Manuel López Sampalo
El misterio del fútbol
A nuestro equipo no se le puede someter a un proceso de racionalización
Todos pensamos que nuestro equipo es especial. Incluso que de todos los aficionados del club, nuestra historia es la más singular. ¿Quién no se ha creído aunque sea un par de segundos el elegido? Que sí, que tú también: ‘The Special One’.
Luego escuchas el ... relato de un hincha del Leganés, del Villareal o del Córdoba y entiendes que todas las historias de fútbol se parecen unas a otras: la herencia de unos colores, el amor a un escudo, las locuras siguiendo a los tuyos, la vida que se entreteje entre partido y partido, los días de gloria y los de llanto, las emociones hiperbólicas, los ídolos y los villanos, autobuses, bufandas, camisetas, himnos, borracheras, padres, hijos, novias, goles y, por supuesto, fueras de juego.
¿Acaso creen que yo devoro los relatos de otros aficionados porque me interesa la historia del Castellón, del Murcia o del Espanyol? Claro que no, me atraen los sentimientos universales que envuelven la pelotita, la identificación. Eso es, la identificación con las emociones del narrador. Y por supuesto, el arte de saber contar, de escribir bien.
Que sí, que mi abuelo Paco, que vivió 74 años no pudo ver jamás a su Xerez Deportivo del alma en primera: se murió tres años antes del ascenso.
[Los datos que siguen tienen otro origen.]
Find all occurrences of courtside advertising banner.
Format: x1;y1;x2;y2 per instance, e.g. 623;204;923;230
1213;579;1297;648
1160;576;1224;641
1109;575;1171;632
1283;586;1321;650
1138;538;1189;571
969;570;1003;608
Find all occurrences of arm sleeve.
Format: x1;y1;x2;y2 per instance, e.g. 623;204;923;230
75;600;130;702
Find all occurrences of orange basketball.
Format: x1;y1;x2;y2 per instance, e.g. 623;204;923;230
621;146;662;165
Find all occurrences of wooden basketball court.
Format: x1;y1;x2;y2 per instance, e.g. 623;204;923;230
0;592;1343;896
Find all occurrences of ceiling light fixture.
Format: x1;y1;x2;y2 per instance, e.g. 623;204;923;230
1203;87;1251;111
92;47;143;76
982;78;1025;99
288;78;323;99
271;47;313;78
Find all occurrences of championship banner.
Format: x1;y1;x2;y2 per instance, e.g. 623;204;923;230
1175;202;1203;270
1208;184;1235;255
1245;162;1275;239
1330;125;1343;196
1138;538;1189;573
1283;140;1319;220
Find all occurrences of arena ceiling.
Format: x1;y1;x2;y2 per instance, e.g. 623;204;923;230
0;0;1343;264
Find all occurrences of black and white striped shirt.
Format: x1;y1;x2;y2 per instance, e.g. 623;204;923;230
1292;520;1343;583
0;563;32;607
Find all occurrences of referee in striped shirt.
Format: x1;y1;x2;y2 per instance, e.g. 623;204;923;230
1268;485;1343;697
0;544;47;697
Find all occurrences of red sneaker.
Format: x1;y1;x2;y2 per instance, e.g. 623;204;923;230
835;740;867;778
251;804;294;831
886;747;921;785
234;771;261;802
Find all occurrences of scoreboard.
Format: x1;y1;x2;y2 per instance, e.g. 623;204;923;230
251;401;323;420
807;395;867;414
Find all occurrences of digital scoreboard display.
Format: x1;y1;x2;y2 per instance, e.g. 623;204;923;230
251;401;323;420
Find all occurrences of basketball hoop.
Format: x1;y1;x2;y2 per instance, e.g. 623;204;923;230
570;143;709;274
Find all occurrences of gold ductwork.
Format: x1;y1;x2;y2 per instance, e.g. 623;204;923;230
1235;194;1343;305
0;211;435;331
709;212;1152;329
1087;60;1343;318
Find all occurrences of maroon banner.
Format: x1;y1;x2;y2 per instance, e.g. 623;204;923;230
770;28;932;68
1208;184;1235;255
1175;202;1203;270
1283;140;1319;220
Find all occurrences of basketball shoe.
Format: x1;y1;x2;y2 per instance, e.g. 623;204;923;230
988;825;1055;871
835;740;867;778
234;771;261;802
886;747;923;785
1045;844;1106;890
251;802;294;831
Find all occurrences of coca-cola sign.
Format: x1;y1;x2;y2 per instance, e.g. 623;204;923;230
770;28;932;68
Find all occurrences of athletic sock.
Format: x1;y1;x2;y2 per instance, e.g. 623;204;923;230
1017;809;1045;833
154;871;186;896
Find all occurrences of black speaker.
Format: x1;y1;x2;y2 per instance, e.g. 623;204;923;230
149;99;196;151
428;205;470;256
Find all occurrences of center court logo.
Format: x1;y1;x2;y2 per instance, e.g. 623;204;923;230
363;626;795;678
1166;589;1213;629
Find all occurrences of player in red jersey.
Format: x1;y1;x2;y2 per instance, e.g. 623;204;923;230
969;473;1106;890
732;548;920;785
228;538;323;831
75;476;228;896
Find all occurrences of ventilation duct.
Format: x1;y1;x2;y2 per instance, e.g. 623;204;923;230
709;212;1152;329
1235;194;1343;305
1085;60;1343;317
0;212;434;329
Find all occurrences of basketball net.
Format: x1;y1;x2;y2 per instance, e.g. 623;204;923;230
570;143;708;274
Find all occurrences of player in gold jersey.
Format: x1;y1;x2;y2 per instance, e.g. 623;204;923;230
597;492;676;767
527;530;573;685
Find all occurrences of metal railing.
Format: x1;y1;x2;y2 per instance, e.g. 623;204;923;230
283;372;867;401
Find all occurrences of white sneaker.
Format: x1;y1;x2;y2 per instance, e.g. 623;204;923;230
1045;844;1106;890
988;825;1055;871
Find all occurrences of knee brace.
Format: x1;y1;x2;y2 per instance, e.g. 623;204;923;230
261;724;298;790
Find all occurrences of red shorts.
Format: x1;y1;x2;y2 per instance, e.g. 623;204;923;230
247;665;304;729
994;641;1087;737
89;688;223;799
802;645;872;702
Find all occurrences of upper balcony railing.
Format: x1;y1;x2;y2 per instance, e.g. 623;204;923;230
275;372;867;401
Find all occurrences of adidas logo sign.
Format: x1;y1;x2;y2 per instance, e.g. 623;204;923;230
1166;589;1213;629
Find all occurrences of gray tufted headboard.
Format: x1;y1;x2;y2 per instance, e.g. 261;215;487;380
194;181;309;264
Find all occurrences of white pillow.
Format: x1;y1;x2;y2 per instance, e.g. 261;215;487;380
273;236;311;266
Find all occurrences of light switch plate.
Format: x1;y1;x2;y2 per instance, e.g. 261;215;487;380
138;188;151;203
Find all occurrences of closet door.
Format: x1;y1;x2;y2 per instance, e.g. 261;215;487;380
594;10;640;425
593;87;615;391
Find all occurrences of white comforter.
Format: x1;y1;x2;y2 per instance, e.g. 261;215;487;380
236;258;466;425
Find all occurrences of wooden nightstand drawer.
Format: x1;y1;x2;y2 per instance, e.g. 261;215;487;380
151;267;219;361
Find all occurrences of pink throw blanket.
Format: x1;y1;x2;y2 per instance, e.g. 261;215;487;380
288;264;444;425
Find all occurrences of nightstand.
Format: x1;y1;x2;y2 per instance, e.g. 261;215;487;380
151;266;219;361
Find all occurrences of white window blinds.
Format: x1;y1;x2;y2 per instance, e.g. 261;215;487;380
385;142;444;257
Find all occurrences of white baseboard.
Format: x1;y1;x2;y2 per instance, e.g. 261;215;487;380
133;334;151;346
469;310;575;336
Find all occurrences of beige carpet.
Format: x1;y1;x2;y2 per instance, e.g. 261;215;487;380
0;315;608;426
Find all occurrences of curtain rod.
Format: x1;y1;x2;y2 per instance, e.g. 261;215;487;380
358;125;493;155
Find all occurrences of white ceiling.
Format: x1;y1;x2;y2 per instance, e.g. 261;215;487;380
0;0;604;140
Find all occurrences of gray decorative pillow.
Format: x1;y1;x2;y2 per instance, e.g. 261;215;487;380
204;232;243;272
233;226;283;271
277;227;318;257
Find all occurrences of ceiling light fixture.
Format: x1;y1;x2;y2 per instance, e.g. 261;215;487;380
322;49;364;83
Y que yo, que pensé que correría su misma suerte, he visto a los míos en la élite con 19 y en unos cuartos de Europa League con 29. Entonces, alguien podría afirmar que la historia de xerecistas y granadinistas ‒o la de béticos y racinguistas‒ se parece lo que Webó a Catanha. Si se hace una narración objetiva, pues claro que no tienen nada que ver; pero si hablamos de sentimientos, son el mismo relato. Mi abuelo apagando el televisor cuando le llegaban al Xerez, yo mirando hacia el Mulhacén cuando Luis Suárez va a tirar un penal; mi abuelo bancando al Jerez Industrial cuando subió a segunda, yo jaleando al Granada 74 cuando compró una plaza en la división de plata. Los dos celebrando los goles contra el Cádiz.
Saliendo de la ciudad, se pasa junto a un campo de fútbol sintético donde los gaditanos juegan sus pachangas. Una mañana de sábado, el autobús se quedó parado en el puente Carranza y me entretuve asomado al cristal siguiendo un partidillo entre veteranos. Yo iba para Granada a ver un encuentro de mi equipo. Me dio por pensar que igual que animaba ‒con emoción y sufrimiento‒ a once tíos millonarios que lucían la rojiblanca horizontal y que jugaban en un barrio, El Zaidín, el cual quedaba a 350 kilómetros de casa; ¿por qué no bancaba a esa alineación de gorditos, calvos y divorciados que vestían de Kipsta? ¿Acaso esa panda de paisanos ‘desgraciaítos’ ‒amorfos, torpes, tiesos y alegres‒ no me representaban mil veces más que Domingos Duarte, Gonalons, Luis Suárez y compañía?
Por supuesto que sí. No me podía identificar más con esos morcillones que seguro habían organizado la pachanga por un grupo de WhatsApp de cuyo nombre no quiero tener noticias ‒donde se intercambiarían ‘stickers’ de Franco y vídeos de Esther Expósito‒, y que más de uno esperaría al tercer tiempo para entrar de revulsivo.
El puente levadizo seguía cortado al paso de un barco y, por tanto, el bus atascado. Yo mantenía la vista en el césped, y siguiendo la impericia de esos señores con la pelota, me preguntaba cómo se podían desarrollar tales sentimientos ante un juego tan absurdo. ¡Que me iba a chupar cinco horas de carretera, más la vuelta, para ver un Granada-Alavés! Mi mente llegó hasta el extrañamiento, como cuando repites mucho una palabra hasta que pierde el sentido, y empecé a no comprender el fútbol, a descomponerlo, a cuestionarlo, ¡a racionalizarlo!
Porque esa es la clave: al fútbol, a nuestro equipo, no se le puede someter a un proceso de racionalización. Nada de lo que nos ocurre cuando cantamos nuestro himno en nuestro estadio, cuando celebramos un gol en el 92, cuando lloramos por no pasar a la final de Copa, etcétera; nada de eso se puede explicar desde la cabeza. Esto, nuestra historia como hooligans, la escribimos con la tinta que mana directamente de nuestras arterias. Explíquenme Dios. Explíquenme Maradona. Explíquenme Ighalo. Explíquenme Diego Martínez.